Thanks for that. I can see it being added here and here by the startup process but what I don't understand is why it's doing it twice, once for the current admin account and again for the old account. That would imply that there's two instances of the VPN server 1 running. :confused:

Frankly, I don't why there's a watchdog for the server AT ALL. Since when has it become a problem having a running OpenVPN server just fail? If anything needs a watchdog, you would think it's the OpenVPN client! I've seen my share of commercial OpenVPN providers who send an AUTH FAIL to the client to kick them off the system, or even refuse to start, killing the openvpn process (since it's considered a fatal error). I didn't even know there was a watchdog until this thread!
 
I think it would be best if @Rocketboy235 just reset his router and set it up again from scratch using his preferred admin account name, and not try to reuse the old account name. In the long run its going to be less hassle.
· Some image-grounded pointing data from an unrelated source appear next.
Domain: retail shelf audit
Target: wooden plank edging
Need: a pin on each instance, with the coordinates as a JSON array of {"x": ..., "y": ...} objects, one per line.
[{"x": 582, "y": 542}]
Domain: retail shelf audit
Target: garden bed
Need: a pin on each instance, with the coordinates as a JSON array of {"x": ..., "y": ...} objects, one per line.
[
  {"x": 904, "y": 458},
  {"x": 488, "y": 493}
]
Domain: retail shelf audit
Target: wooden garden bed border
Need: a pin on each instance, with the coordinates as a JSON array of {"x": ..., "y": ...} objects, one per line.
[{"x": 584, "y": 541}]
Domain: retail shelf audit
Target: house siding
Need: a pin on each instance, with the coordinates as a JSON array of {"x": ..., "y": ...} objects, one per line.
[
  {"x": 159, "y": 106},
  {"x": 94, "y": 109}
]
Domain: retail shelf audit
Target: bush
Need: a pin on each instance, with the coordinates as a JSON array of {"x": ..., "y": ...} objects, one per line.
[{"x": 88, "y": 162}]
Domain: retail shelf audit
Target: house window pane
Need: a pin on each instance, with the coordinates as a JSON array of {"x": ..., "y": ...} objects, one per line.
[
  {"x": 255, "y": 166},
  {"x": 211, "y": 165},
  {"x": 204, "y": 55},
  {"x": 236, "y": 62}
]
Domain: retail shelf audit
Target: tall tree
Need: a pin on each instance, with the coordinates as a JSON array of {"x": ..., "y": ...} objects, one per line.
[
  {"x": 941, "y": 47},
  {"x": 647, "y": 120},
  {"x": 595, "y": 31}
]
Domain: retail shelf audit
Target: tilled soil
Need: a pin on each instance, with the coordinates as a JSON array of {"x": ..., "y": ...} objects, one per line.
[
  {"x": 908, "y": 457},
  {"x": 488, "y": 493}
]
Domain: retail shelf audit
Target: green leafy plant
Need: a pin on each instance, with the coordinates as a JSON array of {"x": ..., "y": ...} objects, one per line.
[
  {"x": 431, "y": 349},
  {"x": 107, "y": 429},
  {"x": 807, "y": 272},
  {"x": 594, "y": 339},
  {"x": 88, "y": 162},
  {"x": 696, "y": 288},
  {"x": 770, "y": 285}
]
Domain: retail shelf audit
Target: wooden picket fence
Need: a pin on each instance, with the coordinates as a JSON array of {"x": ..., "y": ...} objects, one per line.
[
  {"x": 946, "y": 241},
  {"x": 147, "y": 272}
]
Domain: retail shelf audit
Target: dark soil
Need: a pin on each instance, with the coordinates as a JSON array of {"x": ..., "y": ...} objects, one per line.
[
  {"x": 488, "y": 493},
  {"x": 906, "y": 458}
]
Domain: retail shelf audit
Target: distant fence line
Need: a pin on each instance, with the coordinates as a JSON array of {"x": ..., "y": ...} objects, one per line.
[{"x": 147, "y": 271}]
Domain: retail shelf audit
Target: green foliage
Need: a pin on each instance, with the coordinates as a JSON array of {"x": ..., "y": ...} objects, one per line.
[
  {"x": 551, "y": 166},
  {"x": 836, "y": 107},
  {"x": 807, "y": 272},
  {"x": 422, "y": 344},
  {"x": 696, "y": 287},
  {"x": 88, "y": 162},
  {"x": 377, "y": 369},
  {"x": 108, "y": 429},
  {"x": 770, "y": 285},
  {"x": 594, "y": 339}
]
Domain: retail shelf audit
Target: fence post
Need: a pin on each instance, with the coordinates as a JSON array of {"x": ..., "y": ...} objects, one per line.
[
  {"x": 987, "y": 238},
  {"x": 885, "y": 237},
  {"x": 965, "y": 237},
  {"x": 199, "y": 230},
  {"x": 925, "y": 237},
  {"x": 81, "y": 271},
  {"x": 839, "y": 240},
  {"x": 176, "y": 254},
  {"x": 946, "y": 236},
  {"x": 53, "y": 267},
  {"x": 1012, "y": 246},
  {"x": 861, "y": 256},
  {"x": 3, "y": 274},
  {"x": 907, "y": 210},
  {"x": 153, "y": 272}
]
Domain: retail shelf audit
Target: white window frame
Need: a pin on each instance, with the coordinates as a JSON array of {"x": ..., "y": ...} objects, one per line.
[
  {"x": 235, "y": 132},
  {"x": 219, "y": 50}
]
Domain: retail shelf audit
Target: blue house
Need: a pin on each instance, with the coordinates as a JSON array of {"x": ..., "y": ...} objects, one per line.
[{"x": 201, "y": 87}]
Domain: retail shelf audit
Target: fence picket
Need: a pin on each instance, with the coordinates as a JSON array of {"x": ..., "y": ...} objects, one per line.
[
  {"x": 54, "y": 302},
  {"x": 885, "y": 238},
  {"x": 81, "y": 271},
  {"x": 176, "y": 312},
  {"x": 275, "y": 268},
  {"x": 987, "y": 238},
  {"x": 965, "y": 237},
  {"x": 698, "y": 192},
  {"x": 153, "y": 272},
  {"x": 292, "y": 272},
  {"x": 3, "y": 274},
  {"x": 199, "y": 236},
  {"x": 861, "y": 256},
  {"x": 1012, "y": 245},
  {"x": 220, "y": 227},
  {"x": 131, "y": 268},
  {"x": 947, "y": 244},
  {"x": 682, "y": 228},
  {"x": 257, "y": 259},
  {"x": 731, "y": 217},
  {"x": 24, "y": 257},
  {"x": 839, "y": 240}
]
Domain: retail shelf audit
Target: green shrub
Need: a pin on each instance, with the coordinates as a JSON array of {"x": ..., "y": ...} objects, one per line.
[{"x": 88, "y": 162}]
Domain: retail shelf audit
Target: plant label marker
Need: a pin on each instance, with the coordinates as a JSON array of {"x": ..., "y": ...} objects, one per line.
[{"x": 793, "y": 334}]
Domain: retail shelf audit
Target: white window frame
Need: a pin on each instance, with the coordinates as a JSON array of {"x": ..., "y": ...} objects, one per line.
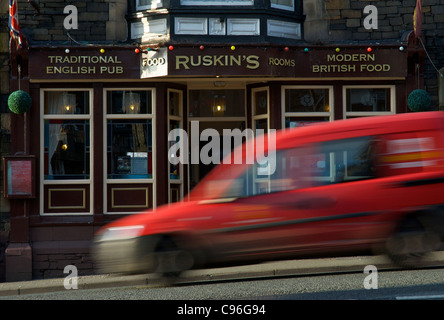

Thanks for your help, Colin!

I ended up just renaming the old cron file to the new account name and got rid of the old account file in the cron folder. Rebooted router afterwards and seems to be okay. I should have just rebooted the router first and see if maybe the issue could have gone away by itself in case maybe the previous account username data isn't handled until after the next time the router reboots before I started renaming the files just to see if that could have just resolved it.

Unfortunately I am not on site to do a full reset at this time but I probably should consider doing a full factory reset one of these days the next time I'm on site.

Anyway, I guess this was a bug?
 
I ended up just renaming the old cron file to the new account name and got rid of the old account file in the cron folder. Rebooted router afterwards and seems to be okay. I should have just rebooted the router first and see if maybe the issue could have gone away by itself in case maybe the previous account username data isn't handled until after the next time the router reboots before I started renaming the files just to see if that could have just resolved it.
All along I've been assuming that you've rebooted the router at least once since you changed the account name because you said you renamed it about 2 months ago. The only thing I couldn't work out was why the old crontab was still present after a reboot as that is stored in RAM and recreated every time the router boots up.
 
All along I've been assuming that you've rebooted the router at least once since you changed the account name because you said you renamed it about 2 months ago. The only thing I couldn't work out was why the old crontab was still present after a reboot as that is stored in RAM and recreated every time the router boots up.

Sorry for the confusion. I did mention that it was up for 82 days earlier though I wonder if one changes the username, the router doesn't automatically reboot for those changes, right?
 
Sorry for the confusion. I did mention that it was up for 82 days earlier though I wonder if one changes the username, the router doesn't automatically reboot for those changes, right?
Yes I missed the bit about 82 days. I think you added that to your post after I had already replied to it. It might have saved a lot of time if I had noticed it. I haven't renamed the admin account on my router for years (so it would be a different firmware version anyway) and would also have assumed that would trigger a reboot but it sounds like it doesn't.